Prof. Dr. Felix Naumann

Horrible Data and How to Clean it

With the advent of Big Data as a dominating theme of both research and industry, we have come to recognize the importance of good data quality. This recognition has sparked various new research projects and ideas, often based on fundamentals laid out in the previous decades. In the course of this seminar we will regard these fundamentals and how they are put to use in modern systems.

The seminar is based on the excellent overview article "Trends in Cleaning Relational Data: Consistency and Deduplication" by Ihab Ilyas and Xu Chu. Each student will cover one main section of this article and regard related work:

  1. Taxonomy of Anomaly Detection Techniques

    1. What to Detect
    2. How to Detect
    3. Where to Detect

  2. Taxonomy of Data Repairing Techniques

    1. What to Repair
    2. How to Repair
    3. Where to Repair


  • Extent: 2 SWS
  • Wednesdays 9:15 Uhr - 10:45 Uhr in Room G-3.E.11, Campus III FROM MAY 14th at Campus II, Building F, Room F-2.11
  • Maximal 6 participants
  • The first data serves as an introduction to the topic and the seminar.

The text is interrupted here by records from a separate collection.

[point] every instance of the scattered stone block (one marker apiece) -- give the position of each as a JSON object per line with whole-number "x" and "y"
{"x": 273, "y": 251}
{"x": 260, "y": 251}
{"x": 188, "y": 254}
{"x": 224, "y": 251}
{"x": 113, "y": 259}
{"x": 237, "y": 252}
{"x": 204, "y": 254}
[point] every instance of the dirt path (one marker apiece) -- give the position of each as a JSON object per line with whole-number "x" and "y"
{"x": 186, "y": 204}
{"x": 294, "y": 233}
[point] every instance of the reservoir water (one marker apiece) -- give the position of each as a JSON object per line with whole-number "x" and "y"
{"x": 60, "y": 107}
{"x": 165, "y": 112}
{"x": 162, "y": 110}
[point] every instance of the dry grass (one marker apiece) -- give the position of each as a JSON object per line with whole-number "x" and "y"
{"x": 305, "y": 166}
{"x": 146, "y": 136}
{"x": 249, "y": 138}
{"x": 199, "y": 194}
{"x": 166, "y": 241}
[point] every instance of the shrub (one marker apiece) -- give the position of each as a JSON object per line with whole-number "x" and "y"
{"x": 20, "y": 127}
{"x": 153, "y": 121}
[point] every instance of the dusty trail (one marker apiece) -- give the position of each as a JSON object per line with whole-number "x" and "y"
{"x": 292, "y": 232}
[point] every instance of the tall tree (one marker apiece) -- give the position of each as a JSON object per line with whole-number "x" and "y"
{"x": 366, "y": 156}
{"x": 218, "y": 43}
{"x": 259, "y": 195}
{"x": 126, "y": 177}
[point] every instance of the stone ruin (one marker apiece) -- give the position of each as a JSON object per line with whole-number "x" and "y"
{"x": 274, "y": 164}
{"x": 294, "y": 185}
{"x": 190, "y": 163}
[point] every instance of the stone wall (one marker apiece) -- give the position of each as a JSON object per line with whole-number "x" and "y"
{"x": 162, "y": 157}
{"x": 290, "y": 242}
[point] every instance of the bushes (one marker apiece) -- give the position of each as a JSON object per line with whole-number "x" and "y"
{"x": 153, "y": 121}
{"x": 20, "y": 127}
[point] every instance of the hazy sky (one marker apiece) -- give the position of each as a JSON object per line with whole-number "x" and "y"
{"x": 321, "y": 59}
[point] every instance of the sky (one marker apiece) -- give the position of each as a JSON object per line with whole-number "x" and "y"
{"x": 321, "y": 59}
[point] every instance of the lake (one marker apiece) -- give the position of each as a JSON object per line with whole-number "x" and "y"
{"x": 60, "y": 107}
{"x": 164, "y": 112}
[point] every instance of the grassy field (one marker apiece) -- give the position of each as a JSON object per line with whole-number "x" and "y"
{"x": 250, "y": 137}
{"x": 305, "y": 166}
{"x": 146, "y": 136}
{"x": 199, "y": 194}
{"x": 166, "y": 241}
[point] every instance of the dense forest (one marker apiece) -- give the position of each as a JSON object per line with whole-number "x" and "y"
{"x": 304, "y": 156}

Subsequently, you can register for the course through an informal email by April 20 to felix.naumann@hpi.de. In case of more than six registrations, I will randomly pick slots.
  • Your tasks

    • Active participation at all meetings
    • At least three individual meeting to prepare presentations and assignment
    • One short (5+5 min) and one long (30+10 min) presentation
    • Short written summary of topic: 6 pages accoding to ACM template


Date Topic Presenter
11.4. Introduction: Data Quality and Data Cleansing Felix Naumann
18.4. %  
25.4. Individual meetings  
02.5. 6x short presentation All
09.5. Research organisation Felix Naumann
16.5. Individual meetings  
23.5. Individual meetings  
30.5. %  
06.6. 2x long presentation Leana Neuber, Sebastian Schmidl
13.6. 2x long presentation Jonas Keutel, Hendrik Folkerts
20.6. 1x long presentation Arne Herdick
27.6. Discussion of paper structures  
04.7. Individual meetings  
11.7. Individual meetings  
31.8. Abgabe der Ausarbeitung